A threshold is the sill of a door. Some cultures attach special symbolism to a threshold. It is called a door saddle in New England.

Door thresholds cover the gap between the floor and the door frame, helping to prevent any water leaks, insects or draughts from entering through the opening.

==Etymology==

Various popular false etymologies of this word exist, some of which were even recorded by dictionaries in the past and even created by early linguists before linguistics became a strictly scientific field. Some of these false etymologies date from the time of Old English or even earlier.
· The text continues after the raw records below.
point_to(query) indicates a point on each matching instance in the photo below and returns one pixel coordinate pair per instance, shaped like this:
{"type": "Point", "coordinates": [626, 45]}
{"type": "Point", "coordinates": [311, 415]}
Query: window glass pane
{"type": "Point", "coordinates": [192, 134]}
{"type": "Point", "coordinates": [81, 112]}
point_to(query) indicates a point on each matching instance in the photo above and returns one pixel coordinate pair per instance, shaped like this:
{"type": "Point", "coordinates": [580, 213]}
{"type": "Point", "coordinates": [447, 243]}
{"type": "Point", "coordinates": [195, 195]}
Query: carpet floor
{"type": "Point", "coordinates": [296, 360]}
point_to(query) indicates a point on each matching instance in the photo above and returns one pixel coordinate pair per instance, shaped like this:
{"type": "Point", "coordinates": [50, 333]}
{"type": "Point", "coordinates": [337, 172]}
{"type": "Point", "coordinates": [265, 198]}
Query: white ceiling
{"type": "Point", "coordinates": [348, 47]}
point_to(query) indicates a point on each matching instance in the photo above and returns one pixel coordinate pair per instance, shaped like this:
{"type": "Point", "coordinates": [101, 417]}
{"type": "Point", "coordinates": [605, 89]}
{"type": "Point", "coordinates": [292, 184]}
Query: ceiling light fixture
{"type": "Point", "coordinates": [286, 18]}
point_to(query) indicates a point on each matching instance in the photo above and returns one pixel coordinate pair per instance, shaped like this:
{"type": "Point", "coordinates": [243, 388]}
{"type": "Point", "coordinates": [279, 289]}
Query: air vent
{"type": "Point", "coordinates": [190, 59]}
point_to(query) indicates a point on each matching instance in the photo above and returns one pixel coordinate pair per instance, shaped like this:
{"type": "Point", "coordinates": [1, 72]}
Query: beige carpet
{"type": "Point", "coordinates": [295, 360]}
Many different forms of this word are attested in Old English, which shows that the original meaning of this word and especially of its latter half was already obscure at the time and that most or all of the different Old English spellings were the result of folk etymologies. Although modern dictionaries do not yet record the results of the latest etymological research on this word, they do record the results of older research that shows that the second half is not related to the modern word hold. According to the linguist Anatoly Liberman, the most likely etymology is that the term referred to a threshing area that was originally not part of the doorway but was later associated with it:

At one time, it appears, the threshold was not part of a doorway. The word’s original form became obscure quite early and produced a whole bouquet of folk etymological doublets. Old High German driscubli stands especially close to the sought-after etymon. Most probably, the threshold was a place where corn was threshed (a threshing floor). The word contained a root and a suffix. That suffix has undergone numerous changes, for people tried to identify it with some word that could make sense to them. What remains unclear is not this process but the semantic leap. We are missing the moment at which the threshing floor, however primitive, began to denote the entrance to the room.

==Cultural symbolism==
In many cultures it has a special symbolism: for instance, in Poland, Ukraine and Russia it is considered bad luck to shake hands or kiss across the threshold when meeting somebody. In many countries it is considered good luck for a bridegroom to carry the bride over the threshold to their new home.